Layout has a few different options. Single Page means you can only see a single page at a time. Single Page Continuous allows you to scroll and see the gap in-between the pages. Two-Up allows you to see 2 pages at once, like a spread, and Two-Up Continuous allows you to see the gap in between those two pages. I am going to choose Single Page. If you want your PDF to open up in Full Screen mode, we can set this option. That way when it opens up inside Acrobat, you'll be able to see the PDF in Full Screen mode initially. We can also have it flip every few seconds, if you want to create a self- running presentation.
I don't need this right now, so I am going to turn that off. If you have any page transitions in your document, you can include them from InDesign to Acrobat. You can also override them here.
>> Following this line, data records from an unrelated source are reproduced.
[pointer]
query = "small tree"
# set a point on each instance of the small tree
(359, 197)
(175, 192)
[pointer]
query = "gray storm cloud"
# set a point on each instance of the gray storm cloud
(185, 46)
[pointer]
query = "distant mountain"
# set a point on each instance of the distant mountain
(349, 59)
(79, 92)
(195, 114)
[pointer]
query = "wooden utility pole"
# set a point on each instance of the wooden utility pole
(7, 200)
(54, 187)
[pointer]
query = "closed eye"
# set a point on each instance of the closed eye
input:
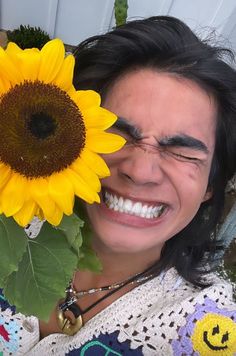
(181, 157)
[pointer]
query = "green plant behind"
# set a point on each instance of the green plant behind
(121, 7)
(28, 37)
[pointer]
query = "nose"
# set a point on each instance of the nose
(142, 165)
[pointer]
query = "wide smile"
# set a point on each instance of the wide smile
(140, 209)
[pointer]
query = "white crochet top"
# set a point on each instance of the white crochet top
(164, 316)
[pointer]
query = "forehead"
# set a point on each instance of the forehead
(162, 104)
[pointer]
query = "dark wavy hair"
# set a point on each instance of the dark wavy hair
(166, 44)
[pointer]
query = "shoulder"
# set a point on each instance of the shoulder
(200, 321)
(18, 333)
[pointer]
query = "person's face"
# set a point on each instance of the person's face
(159, 179)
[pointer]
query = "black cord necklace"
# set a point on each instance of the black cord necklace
(69, 304)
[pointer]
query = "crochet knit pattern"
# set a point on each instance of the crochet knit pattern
(164, 316)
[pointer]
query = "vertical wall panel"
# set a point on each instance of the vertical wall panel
(78, 19)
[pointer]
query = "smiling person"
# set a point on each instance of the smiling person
(154, 231)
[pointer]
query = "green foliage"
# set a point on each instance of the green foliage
(35, 272)
(13, 243)
(87, 257)
(28, 37)
(121, 8)
(43, 273)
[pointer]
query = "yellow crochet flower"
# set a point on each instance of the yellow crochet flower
(51, 135)
(215, 334)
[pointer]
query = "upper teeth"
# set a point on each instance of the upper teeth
(133, 208)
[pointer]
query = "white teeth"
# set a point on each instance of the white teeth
(127, 206)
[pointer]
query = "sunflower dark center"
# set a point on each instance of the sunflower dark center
(42, 129)
(42, 125)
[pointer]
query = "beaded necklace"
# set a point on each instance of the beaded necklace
(65, 323)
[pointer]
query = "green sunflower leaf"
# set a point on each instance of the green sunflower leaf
(71, 226)
(87, 257)
(13, 243)
(43, 274)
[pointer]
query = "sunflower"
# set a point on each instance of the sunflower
(51, 135)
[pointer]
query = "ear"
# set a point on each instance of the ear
(207, 195)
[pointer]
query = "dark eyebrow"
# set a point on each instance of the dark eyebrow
(124, 126)
(183, 140)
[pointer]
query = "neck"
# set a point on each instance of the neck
(116, 267)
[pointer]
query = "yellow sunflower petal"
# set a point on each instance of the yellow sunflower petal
(39, 192)
(52, 58)
(81, 188)
(29, 63)
(103, 142)
(62, 192)
(5, 85)
(82, 169)
(64, 78)
(5, 173)
(8, 70)
(26, 213)
(98, 118)
(86, 99)
(13, 194)
(95, 162)
(56, 217)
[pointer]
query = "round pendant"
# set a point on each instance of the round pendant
(66, 325)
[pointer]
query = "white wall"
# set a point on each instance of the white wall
(74, 20)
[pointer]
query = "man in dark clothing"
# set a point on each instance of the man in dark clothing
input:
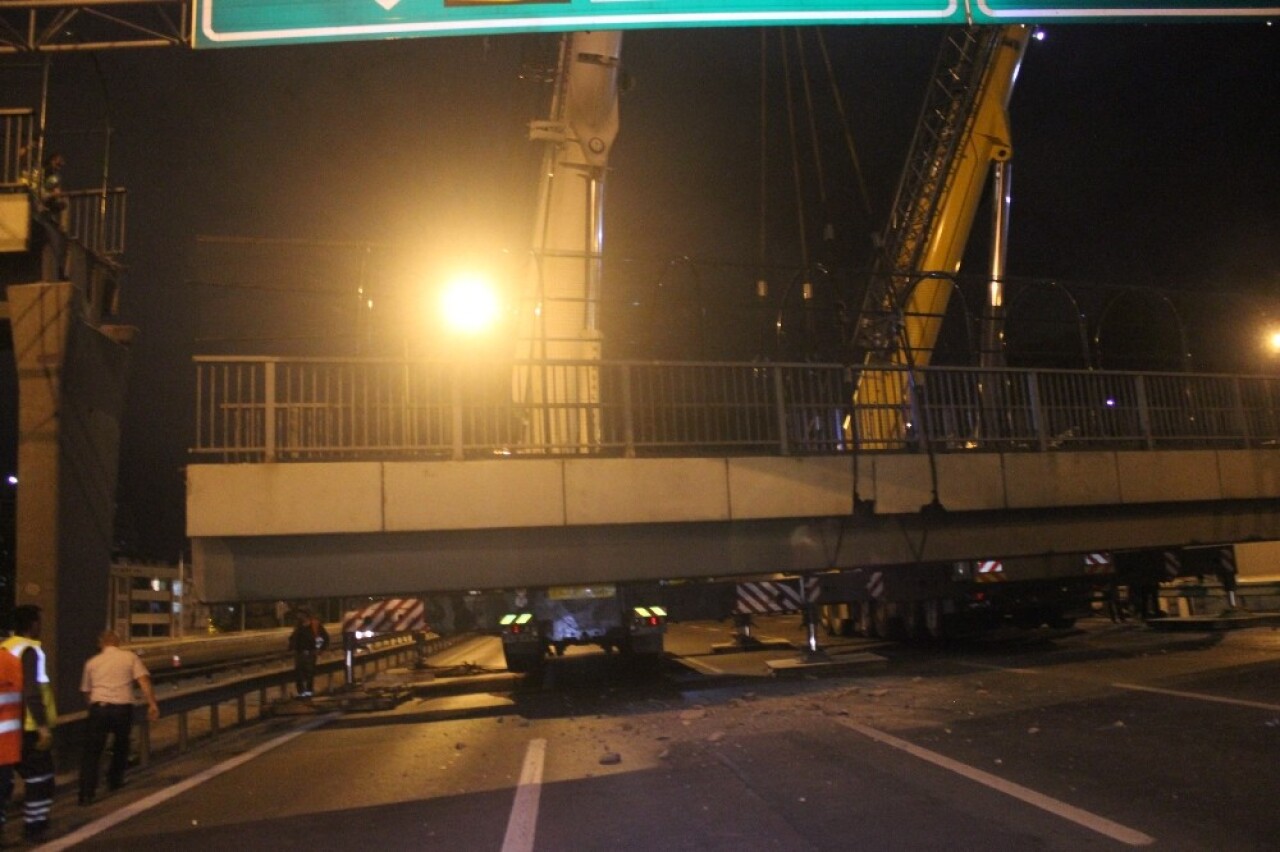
(307, 640)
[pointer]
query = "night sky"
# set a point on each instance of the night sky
(1143, 156)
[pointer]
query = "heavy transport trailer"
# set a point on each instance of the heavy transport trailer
(938, 600)
(626, 618)
(1203, 580)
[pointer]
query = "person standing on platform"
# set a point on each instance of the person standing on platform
(10, 728)
(36, 766)
(108, 686)
(307, 640)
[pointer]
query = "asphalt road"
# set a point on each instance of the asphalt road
(1106, 737)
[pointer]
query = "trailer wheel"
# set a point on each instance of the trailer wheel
(933, 624)
(913, 621)
(1060, 622)
(864, 619)
(521, 662)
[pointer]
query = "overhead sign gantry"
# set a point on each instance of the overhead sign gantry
(227, 23)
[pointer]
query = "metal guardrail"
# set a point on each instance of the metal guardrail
(208, 710)
(280, 410)
(95, 218)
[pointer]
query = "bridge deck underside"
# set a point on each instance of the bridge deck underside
(279, 531)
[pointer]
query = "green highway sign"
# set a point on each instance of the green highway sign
(227, 23)
(1104, 10)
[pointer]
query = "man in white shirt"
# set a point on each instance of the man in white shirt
(108, 687)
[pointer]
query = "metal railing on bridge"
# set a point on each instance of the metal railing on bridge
(278, 410)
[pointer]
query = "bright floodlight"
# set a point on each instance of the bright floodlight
(470, 305)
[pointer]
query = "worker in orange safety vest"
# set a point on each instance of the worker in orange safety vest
(36, 766)
(10, 727)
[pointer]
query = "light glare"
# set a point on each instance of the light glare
(470, 305)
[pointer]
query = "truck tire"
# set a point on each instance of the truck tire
(521, 662)
(864, 618)
(913, 621)
(933, 623)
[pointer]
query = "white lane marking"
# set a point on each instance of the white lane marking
(988, 667)
(524, 811)
(133, 809)
(1198, 696)
(1092, 821)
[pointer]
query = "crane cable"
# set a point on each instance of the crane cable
(762, 288)
(864, 196)
(828, 229)
(795, 156)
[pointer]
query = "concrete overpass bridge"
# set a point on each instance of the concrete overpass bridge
(329, 477)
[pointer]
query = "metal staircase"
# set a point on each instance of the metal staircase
(945, 123)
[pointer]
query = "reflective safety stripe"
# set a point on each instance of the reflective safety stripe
(988, 571)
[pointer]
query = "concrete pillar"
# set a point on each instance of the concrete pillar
(71, 395)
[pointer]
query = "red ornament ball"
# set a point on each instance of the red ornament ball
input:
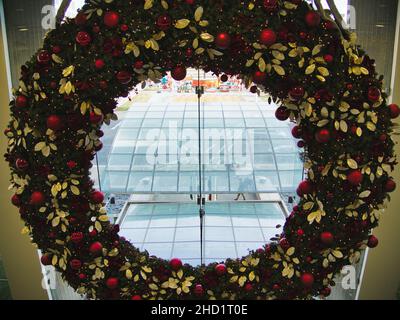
(179, 73)
(326, 238)
(21, 102)
(374, 94)
(71, 164)
(307, 279)
(220, 269)
(56, 49)
(80, 19)
(313, 19)
(15, 200)
(111, 19)
(99, 64)
(97, 197)
(54, 122)
(37, 198)
(21, 164)
(198, 290)
(248, 287)
(45, 260)
(112, 283)
(328, 58)
(355, 177)
(326, 292)
(305, 187)
(323, 136)
(284, 243)
(95, 118)
(296, 93)
(175, 264)
(138, 64)
(96, 247)
(223, 40)
(267, 37)
(83, 38)
(390, 185)
(270, 5)
(372, 241)
(282, 113)
(259, 77)
(163, 22)
(394, 111)
(75, 264)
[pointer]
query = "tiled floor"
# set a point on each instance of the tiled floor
(172, 229)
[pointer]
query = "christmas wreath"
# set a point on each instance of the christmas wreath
(301, 56)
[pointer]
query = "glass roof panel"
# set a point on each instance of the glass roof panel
(173, 229)
(245, 149)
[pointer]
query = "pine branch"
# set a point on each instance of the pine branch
(62, 10)
(338, 17)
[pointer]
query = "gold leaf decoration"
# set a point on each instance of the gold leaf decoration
(198, 14)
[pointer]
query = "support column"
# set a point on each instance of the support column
(382, 272)
(19, 255)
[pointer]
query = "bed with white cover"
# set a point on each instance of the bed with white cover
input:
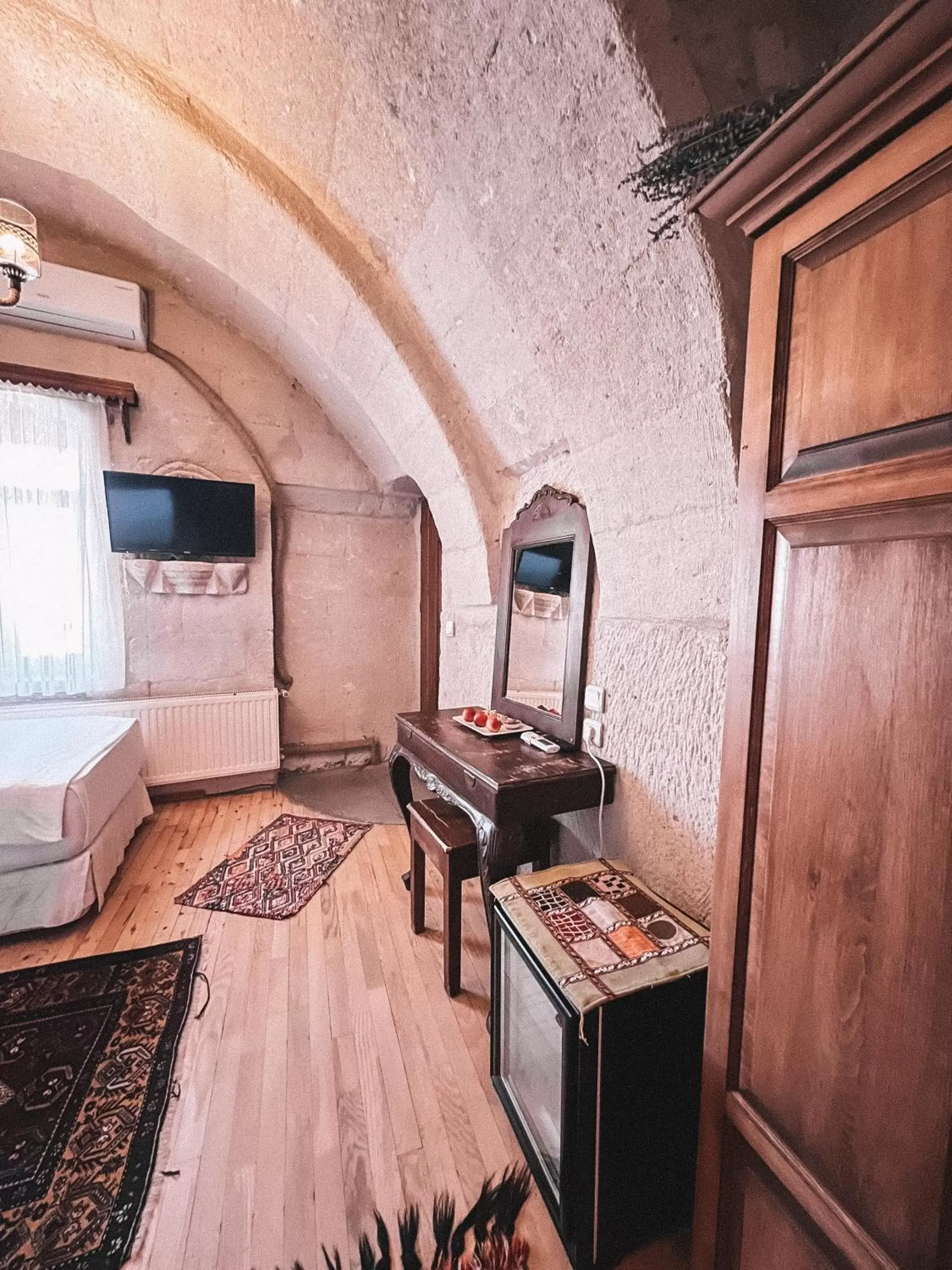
(72, 797)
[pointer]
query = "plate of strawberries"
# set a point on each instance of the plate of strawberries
(490, 723)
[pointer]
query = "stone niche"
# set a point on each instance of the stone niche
(188, 577)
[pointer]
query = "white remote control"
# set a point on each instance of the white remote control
(540, 742)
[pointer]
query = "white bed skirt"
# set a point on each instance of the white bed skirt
(58, 893)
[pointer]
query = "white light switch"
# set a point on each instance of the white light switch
(594, 699)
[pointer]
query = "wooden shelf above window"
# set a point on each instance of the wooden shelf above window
(117, 394)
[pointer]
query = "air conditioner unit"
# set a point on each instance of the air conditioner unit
(75, 303)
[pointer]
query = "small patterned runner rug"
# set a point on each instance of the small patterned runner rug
(281, 868)
(87, 1055)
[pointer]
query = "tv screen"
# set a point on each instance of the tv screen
(178, 516)
(546, 568)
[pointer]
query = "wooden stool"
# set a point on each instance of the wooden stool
(448, 837)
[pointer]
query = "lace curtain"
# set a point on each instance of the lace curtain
(61, 628)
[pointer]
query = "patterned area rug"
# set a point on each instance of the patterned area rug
(281, 868)
(87, 1053)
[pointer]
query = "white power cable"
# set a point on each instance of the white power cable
(601, 802)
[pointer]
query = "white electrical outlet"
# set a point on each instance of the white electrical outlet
(594, 699)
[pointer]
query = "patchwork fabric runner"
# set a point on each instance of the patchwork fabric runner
(87, 1056)
(280, 869)
(600, 931)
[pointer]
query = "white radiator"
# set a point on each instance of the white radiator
(188, 738)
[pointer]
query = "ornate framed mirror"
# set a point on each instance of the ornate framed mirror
(545, 599)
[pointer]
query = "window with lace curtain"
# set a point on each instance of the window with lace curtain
(61, 628)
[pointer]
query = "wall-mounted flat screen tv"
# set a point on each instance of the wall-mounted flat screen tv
(179, 516)
(546, 568)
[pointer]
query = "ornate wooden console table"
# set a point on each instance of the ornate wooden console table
(509, 790)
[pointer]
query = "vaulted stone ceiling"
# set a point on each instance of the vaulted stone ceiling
(417, 209)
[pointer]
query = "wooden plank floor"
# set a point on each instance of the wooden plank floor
(330, 1072)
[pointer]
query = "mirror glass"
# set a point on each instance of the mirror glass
(539, 625)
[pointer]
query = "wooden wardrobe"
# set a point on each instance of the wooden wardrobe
(825, 1122)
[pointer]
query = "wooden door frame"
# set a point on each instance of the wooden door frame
(770, 506)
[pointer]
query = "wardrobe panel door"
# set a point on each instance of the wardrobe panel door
(850, 955)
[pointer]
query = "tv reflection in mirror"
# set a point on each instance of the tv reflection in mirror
(539, 625)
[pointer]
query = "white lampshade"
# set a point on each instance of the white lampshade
(19, 249)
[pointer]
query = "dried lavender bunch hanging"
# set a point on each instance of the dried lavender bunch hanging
(693, 154)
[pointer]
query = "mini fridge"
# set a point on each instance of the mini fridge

If you decide that you don't want any in the resulting PDF, we can disable that, or we can override and create all of our transitions to fade. For now, I am going to leave it at From Document. Under Buttons and Media, I want to include everything. I could include their appearance, but then they wouldn't be functional. I'd want them to be functional, so I am going to Include All. Under Image Handling, I am going to leave it at JPEG.
This will result in a smaller PDF. If you want the best quality PDF, we could leave it at JPEG 2000, but the file size will get larger. Automatic lets InDesign determine what is the best choice. I am going to leave it at JPEG. For JPEG Quality, we have varying degrees of control. I am going to leave it at Medium for now. If our PDF is going to be presented only onscreen, I'll the Resolution at 72, but if it's going to be printed, I can increase it to 144, even 300. Keep in mind, if you only have lower resolution graphics, this will not increase the resolution of your pictures.
Security allows me to put security inside the PDF. I can require a password for you to would be able to open up the document to keep prying eyes away. I don't need that right now, so I am going to turn that off. I am a fan of the Permissions Password. By putting a permissions password on, you can prevent people from printing your document. You can also stop them from making any changes with Acrobat Professional. If you want to be mean, you can disable copying of text, of images, and other content. But just be aware, most people expect to be able to copy text from a PDF, and it'll be quite annoying to them.
I'll leave this enabled, and I don't need a password right now, and click OK. Now that I have finished my Export options, I'll click OK to create the PDF. Now my PDF is finished, and I am ready to give my presentation. If your presentation has any interactive elements--like buttons, videos, or transitions--you'll have to use the Interactive Export. If you try to use the Print PDF Export, those elements will not be included inside the PDF.